T-FSM: A Task-Based System for Massively Parallel Frequent Subgraph Pattern Mining from a Big Graph
Serial Verision
Under the root directory of the project, execute the following commands to compile.
cd T-FSM/serial
make
Run serial FSM using the following command. All frequent patterns are saved in grami_results.txt.
./run -file [GRAPHPATH] -freq [F] -maxNodes [MAXNODE]
GRAPHPATH: required, the input graph path
F: required, the user-given support threshold
MAXNODE: optional, parameter to constrain the maximum subgraph size (number of vertices)
Example:
Use the following command:
./run -file ../data/mico.lg -freq 9480
Parallel Version
Under the root directory of the project, execute the following commands to complie. If the mined patterns are large (>=6 vertices), we highly suggest users enable #OPTIMIZED_MATCH option, which consumes slightly more memory. All frequent patterns are printed with #VERBOSE enabled.
cd T-FSM/parallel
make
Run parallel FSM using the following command.
./run -file [GRAPHPATH] -freq [F] -thread [T] -maxNodes [MAXNODE]
GRAPHPATH: required, the input graph path
F: required, the user-given support threshold
T: required, the number of threads, 32 by default
MAXNODE: optional, parameter to constrain the maximum subgraph size (number of vertices)
Example:
Use the following command:
./run -file ../data/mico.lg -freq 9480 -thread 4
Fraction-Score Version
Under the root directory of the project, execute the following commands to complie.
cd T-FSM/fraction-score
make
Run Fraction-Score FSM using the following command.
./run -file [GRAPHPATH] -freq [F] -thread [T] -maxNodes [MAXNODE]
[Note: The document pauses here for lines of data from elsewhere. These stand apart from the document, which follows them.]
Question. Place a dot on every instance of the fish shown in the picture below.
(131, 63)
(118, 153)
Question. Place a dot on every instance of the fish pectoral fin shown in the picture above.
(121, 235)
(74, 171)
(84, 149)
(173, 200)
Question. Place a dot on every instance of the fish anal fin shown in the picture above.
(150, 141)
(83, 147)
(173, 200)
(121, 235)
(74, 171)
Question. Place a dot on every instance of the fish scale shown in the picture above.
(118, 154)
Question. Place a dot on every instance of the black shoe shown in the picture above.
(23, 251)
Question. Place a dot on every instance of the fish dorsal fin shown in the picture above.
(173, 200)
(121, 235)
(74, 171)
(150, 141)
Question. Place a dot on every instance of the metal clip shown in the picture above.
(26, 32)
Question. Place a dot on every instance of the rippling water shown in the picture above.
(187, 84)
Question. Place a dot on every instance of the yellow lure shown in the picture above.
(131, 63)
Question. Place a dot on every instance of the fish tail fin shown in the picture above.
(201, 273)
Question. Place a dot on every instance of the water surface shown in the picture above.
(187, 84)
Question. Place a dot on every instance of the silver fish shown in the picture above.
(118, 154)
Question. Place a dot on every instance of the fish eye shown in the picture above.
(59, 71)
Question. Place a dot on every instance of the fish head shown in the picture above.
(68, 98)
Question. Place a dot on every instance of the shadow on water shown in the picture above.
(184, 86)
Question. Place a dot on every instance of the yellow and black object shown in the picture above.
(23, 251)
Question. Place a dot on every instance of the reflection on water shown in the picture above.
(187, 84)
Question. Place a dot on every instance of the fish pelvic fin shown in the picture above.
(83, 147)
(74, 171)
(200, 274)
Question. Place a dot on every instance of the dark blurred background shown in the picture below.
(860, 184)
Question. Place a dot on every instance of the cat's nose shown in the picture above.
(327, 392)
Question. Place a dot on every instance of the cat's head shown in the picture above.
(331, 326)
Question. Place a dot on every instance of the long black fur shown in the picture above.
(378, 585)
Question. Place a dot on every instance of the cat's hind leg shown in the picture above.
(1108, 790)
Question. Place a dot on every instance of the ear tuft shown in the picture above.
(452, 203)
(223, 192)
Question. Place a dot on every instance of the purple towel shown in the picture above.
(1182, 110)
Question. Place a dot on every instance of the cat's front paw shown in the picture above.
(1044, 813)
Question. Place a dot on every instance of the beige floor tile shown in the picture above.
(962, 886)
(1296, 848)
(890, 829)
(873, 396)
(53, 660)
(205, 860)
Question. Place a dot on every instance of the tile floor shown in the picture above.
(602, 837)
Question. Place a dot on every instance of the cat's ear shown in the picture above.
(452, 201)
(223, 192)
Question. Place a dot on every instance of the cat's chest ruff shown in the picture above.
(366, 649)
GRAPHPATH: required, the input graph path
F: required, the user-given support threshold, in terms of Fraction-Score metric
T: required, the number of threads, 32 by default
MAXNODE: optional, parameter to constrain the maximum subgraph size (number of vertices)
Input
Input graph starts with 't N M' where N is the number of vertices and M is the number of edges. A vertex and an edge are formatted as 'v VertexID VertexLabel Degree' and 'e VertexID VertexID EdgeLabel' respectively. Note that we require that the vertexID starts from 0 and the range is [0,|V| - 1] where V is the vertex set. If the input graph is not edge-labelled, mark all edge labels as 1. The following is an input sample
t 5 6
v 0 0 2
v 1 1 3
v 2 2 3
v 3 1 2
v 4 2 2
e 0 1 1
e 0 2 1
e 1 2 1
e 1 3 1
e 2 4 1
e 3 4 1